県内有数の素封家である宇津城家では、七月十七日に死ぬ人間が相次いでいます。現当主の恒蔵の父親がその日に病死したのをはじめ、二番目の妻のあかねと、最初の妻であかね亡き後に再婚した律子がこの日に不審な自殺を遂げていました。そして律子の一周忌にあたるその年、恒蔵の愛人である杏子の長女が、モニュメントにされた木のてっぺんで串刺しにされ殺害されているのが発見されます。そして三回忌、七回忌と、宇津城家では異様な遺体が発見される事態が続き、迎えた十三回忌にもやはり事件は起こりました。
人間には不可能な場所での串刺し状態で発見された少女、殺人と同時に起こる怪現象など、奇想と大仕掛けに満ちた作品。また、提示される不可能状況と大仕掛けなトリック、さらに終盤でひっくり返る展開なども含め、いわゆる本格のコードに極めて忠実な作品でもあります。

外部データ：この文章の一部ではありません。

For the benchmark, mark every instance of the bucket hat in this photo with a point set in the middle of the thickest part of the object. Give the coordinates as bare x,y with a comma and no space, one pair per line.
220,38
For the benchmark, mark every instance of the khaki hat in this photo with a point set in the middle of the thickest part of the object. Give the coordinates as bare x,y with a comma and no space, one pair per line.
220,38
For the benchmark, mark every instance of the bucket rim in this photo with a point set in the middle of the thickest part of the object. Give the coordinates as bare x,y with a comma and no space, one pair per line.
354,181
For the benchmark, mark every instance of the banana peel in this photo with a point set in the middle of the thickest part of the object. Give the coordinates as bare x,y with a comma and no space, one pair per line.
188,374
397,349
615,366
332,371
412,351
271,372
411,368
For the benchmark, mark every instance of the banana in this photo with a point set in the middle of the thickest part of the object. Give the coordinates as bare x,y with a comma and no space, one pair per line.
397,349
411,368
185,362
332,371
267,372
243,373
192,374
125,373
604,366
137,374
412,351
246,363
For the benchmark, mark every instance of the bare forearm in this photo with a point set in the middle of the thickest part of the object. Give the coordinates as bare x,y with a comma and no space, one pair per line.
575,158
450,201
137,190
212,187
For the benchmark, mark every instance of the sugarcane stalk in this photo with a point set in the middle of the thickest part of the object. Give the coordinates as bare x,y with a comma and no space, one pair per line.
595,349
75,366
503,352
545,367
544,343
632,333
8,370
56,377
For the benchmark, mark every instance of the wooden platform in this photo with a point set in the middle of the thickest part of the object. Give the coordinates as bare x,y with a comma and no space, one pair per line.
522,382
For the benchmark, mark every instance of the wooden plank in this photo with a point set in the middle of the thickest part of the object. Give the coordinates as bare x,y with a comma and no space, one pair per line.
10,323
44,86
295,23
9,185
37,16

それだけに、特に終盤でどこかがひっくり返ることは割と序盤から予測されがちでしょうし、要所要所に仕掛けられたミスディレクションにしてもフェアプレイに徹している分、分かりやすいものになってしまい、決して上手く隠しきれていないという部分は指摘できます。また、個々のトリックにしても決して洗練された天才的な犯罪の結果ではありませんし、探偵が事件に関わって最初に発見するものに関しても、それまで誰一人として「それ」を発見出来なかったのはさすがにどうなんだろうと思ったことも事実。
ですが、こうした拙さも含め、あまりにも非現実的な偶然の連鎖による大仕掛けのバカミスっぷりは嫌いではありませんし、こうした極めて本格らしい本格作品を指向したという面でも好感を持てるものと言えるでしょう。不可能状況の演出と犯行そのもののハウダニットの解明は、個々の謎の大きさや魅力も十分であり、さらにその上でこのハウダニットそのものを踏み台にしたさらなる仕掛けも(効果が十全に発揮されているかどうかはさて置き)意欲的なものであったと評価出来るでしょう。
ただし本作において一番の引っかかりは、登場人物、とくにミステリにおいては中心のひとつであるはずの被害者たちの書き込みがあまりにも薄いため、一つ一つの事件の陰惨さが「コード」にとどまっており、小説としての深みに欠けてしまっている部分でしょう。
必ずしも「人間を描く」ことを第一義に置く必要性は感じませんが、十三年以上にわたって手の込んだ殺人を進める犯人の殺害に至る背景や妄執が見えてこないという点は、作品そのものの目指す方向が決して嫌いではないだけに残念に思えます。